После свержения монархии отец вернулся в Россию и немедленно вступил в армию. Участвовал в военных действиях на Юго-Западном фронте. Был свидетелем прогрессирующего процесса политизации и деморализации армии. Крестьяне, которые составляли подавляющую часть солдат, просто не понимали, ради чего они воюют. Они думали больше о своих семьях, избах, об урожае, который остался неубранным.

Вспоминая об этом периоде, отец часто возвращался к вопросу о неотвратимости развала армии и о своих тщетных попытках остановить этот процесс. Однажды ему удалось убедить целый армейский корпус не покидать своих позиций, что привело бы к фактическому открытию фронта. При этом, по его словам, ему пришлось состязаться в ораторском искусстве с несколькими большевистскими агитаторами. В тот раз ему удалось одержать верх. Но в целом это была безнадежная борьба, объективные обстоятельства содействовали большевистскому радикализму.

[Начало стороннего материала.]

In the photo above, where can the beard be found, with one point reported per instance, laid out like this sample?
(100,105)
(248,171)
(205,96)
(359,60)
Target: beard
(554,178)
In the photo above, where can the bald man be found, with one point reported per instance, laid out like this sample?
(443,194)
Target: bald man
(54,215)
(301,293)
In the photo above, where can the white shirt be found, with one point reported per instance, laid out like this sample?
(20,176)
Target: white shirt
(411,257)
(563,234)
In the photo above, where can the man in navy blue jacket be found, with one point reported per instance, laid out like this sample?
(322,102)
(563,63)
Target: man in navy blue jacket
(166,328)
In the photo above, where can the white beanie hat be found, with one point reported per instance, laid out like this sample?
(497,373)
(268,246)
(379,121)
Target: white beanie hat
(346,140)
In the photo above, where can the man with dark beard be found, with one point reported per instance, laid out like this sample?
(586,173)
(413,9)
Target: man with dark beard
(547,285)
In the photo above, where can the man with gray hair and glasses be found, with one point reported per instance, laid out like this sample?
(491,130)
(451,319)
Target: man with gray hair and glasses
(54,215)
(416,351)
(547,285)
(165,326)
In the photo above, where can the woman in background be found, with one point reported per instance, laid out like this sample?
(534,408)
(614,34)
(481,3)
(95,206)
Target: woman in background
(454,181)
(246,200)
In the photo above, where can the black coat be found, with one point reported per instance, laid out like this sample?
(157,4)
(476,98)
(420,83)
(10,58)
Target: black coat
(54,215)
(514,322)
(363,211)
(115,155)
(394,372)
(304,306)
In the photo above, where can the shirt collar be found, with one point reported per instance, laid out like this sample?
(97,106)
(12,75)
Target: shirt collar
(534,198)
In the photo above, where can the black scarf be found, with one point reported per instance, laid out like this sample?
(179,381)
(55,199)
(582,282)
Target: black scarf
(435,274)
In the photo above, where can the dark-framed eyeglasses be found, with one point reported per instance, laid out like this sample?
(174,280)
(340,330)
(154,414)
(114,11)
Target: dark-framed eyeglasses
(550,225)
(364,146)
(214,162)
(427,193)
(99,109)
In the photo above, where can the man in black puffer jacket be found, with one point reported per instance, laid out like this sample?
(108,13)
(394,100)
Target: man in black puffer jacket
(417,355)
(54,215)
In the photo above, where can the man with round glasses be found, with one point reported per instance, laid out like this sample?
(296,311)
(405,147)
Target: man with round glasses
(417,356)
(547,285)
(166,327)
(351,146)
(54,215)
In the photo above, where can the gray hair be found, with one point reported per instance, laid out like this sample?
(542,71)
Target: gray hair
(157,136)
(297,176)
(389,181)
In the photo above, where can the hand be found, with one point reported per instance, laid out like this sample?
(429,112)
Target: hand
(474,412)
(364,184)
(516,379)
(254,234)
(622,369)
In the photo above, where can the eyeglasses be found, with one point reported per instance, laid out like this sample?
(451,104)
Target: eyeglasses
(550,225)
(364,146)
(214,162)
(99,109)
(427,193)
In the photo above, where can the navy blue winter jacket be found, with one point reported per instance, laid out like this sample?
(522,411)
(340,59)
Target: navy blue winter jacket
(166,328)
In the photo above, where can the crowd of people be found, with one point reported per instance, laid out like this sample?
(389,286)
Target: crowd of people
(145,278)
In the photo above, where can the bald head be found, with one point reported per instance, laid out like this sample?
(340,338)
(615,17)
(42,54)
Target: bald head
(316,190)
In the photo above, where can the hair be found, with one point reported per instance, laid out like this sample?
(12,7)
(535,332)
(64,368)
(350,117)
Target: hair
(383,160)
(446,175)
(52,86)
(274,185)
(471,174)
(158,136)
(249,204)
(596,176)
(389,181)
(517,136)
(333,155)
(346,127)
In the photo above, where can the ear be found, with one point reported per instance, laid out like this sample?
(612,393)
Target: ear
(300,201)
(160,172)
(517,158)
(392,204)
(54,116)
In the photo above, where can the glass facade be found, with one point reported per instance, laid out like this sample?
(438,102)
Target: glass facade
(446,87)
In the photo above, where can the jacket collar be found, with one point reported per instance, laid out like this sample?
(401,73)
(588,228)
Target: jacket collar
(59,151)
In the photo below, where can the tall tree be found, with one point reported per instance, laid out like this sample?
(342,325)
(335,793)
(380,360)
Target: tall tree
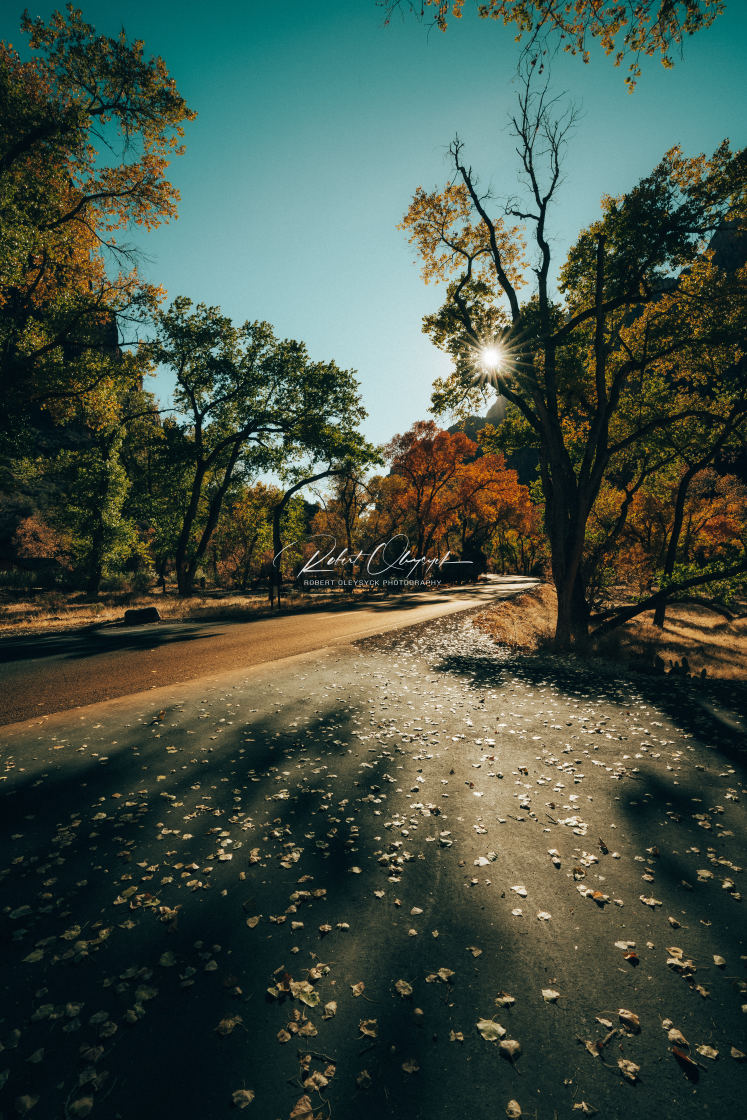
(87,128)
(627,29)
(588,367)
(245,400)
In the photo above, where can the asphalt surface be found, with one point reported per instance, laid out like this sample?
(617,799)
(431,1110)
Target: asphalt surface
(55,672)
(314,888)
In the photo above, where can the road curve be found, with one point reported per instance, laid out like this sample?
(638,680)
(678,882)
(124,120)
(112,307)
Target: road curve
(40,675)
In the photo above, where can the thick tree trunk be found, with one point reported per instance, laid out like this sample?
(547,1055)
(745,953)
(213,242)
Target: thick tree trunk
(660,614)
(185,572)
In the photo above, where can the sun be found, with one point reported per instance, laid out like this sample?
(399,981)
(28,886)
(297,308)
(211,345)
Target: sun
(492,357)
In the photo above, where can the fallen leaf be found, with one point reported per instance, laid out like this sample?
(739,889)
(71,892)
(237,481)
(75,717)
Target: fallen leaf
(489,1029)
(629,1070)
(241,1098)
(510,1048)
(689,1067)
(629,1019)
(302,1109)
(503,999)
(82,1107)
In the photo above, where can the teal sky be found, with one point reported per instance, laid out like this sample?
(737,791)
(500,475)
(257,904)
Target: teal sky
(315,126)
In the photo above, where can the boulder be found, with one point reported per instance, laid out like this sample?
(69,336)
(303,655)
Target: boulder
(137,615)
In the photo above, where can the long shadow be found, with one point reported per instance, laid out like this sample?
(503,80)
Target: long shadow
(138,918)
(94,642)
(698,708)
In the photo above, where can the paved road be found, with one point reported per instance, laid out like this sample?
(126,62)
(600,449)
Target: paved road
(333,882)
(57,672)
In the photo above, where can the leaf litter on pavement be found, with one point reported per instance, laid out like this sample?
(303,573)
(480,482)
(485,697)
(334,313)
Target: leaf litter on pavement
(310,869)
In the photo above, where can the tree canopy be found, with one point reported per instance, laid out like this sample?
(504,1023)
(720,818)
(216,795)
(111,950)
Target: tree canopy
(87,129)
(626,29)
(643,334)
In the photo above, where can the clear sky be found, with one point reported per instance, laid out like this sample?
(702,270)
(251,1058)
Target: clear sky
(316,123)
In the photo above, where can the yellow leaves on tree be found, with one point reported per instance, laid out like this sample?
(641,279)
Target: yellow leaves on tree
(625,30)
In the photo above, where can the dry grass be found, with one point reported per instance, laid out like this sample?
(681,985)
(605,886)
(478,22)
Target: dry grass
(526,622)
(54,612)
(706,638)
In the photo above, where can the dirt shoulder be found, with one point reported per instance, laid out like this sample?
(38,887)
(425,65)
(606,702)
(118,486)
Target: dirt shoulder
(706,638)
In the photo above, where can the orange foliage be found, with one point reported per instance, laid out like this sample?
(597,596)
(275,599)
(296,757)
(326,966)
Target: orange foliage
(441,493)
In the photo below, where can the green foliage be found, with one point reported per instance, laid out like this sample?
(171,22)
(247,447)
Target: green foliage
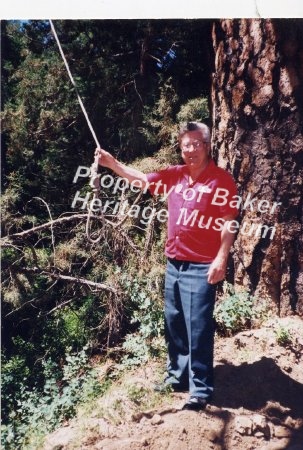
(40,410)
(234,311)
(147,313)
(283,336)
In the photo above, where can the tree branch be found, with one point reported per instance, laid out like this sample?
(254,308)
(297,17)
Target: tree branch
(77,280)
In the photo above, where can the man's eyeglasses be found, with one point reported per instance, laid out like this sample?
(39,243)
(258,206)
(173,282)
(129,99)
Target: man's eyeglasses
(194,144)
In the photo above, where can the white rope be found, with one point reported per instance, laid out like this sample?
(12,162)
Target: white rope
(74,84)
(94,183)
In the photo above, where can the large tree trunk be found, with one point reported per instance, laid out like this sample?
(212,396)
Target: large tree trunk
(257,97)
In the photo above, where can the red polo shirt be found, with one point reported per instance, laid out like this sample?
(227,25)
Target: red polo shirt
(195,211)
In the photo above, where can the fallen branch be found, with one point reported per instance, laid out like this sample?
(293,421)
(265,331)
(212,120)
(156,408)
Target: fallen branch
(43,226)
(77,280)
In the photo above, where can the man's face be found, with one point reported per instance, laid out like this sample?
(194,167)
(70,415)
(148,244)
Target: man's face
(194,149)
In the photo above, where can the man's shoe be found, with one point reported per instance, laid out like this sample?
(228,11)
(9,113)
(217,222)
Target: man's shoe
(195,404)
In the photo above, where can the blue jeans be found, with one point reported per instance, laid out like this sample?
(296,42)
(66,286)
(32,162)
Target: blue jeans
(189,329)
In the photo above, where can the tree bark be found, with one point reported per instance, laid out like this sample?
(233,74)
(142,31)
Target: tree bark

А отец к тому времени (сентябрь — октябрь 1917 г.) полностью примкнул к меньшевикам и даже вошел в состав их Центрального Комитета, хотя по ряду параметров он по-прежнему сочувствовал большевикам. В ноябре 1917 года его избрали в Учредительное собрание, и он участвовал в его первом и единственном заседании 5 января 1918 года. Основным содержанием его выступления была проблема войны и мира. В этот момент велись переговоры о мире в Брест-Литовске, и он резко критиковал позицию российской делегации на этих переговорах, обвиняя ее в сговоре с немецким империализмом. Такая направленность его выступлений была, конечно, не случайной, так как именно проблема войны и мира была главной причиной его разрыва с Лениным.

Отец вспоминал, что в ходе своего выступления он постоянно получал записки от своих коллег с просьбой продолжать как можно дольше, то есть устроить своего рода «филибастер», как такой парламентский прием называют в Соединенных Штатах. Были обоснованные опасения, что новое правительство распустит Учредительное собрание. Поздно вечером оно так и поступило под предлогом, что Учредительное собрание отказалось признать указы, изданные большевистским правительством после Октябрьской революции.

Некоторые историки склонны считать разгон Учредительного собрания отправным моментом, от которого стрелки революционного барометра были переведены на «бурю». Они полагают, что, если бы в тот момент большевики и левые эсеры с одной стороны и какая-то часть правых эсеров и меньшевиков с другой нашли общий язык, революция могла бы развиваться иным, более мирным путем: без крови, страданий и гражданской войны. Но отец рассказывал, что при полном отсутствии доверия как с той, так и с другой стороны, никто тогда не был склонен идти на компромисс. Эсеры и меньшевики уверовали в то, что большевистский эксперимент обречен на короткую жизнь. Большевики же, взяв власть в свои руки, пребывали в состоянии политической эйфории и не склонны были делить ее с кем-либо, особенно теперь, когда политические ветры стали дуть в их паруса.